Even before the war in Ukraine of 2022 and even before the ‘Russian-hackers-undermine-US-democracy’ campaign of 2016, Russian-American relations had degraded to a level not seen since the 1950s. Why? Today the US has fewer ideological disagreements with Russia than it had with the USSR during the Cold War. Nowadays Russia is a capitalist market economy and a more democratic country than the USSR. Also, Russia is much weaker than the USSR – the size of its population and territory, and economic and military potential are about 60 to 80 percent of that of the Soviet Union. Its influence simply cannot be compared to the global impact of the USSR. But today the rhetoric and the actions of the US towards Russia are much harsher than they were in the 1970s, in the era of détente.
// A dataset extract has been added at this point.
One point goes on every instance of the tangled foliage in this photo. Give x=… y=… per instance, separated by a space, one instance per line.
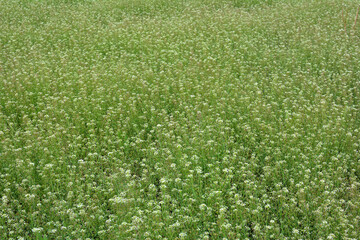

The case in point is 1968 Czechoslovakia crisis, when the USSR together with its Warsaw pact allies moved the troops into the heart of Europe, de facto replacing the old leadership of the country with a new pro-Soviet regime. Not only the West refrained from imposing sanction, it started the détente only 3 years later. But sanctions were imposed in 1980, right after the Soviet Union moved the troops into Afghanistan in 1979, and in 2014 after Crimea became part of Russia. Why the difference?

It is argued that the US and Western policy towards USSR/Russia is driven by perceptions of the political class about the prospects of the strengthening/weakening of the regime. In the 1960s it was perceived that the role of the USSR will continue to rise in the world economy and international politics, so there was a need to find modus vivendi and rules of co-existence, which eventually resulted in détente. In the 1980s, however, and especially in the 2010s it was perceived that the USSR/Russia is not catching up with the West economically and is likely to be on the decline, not on the rise.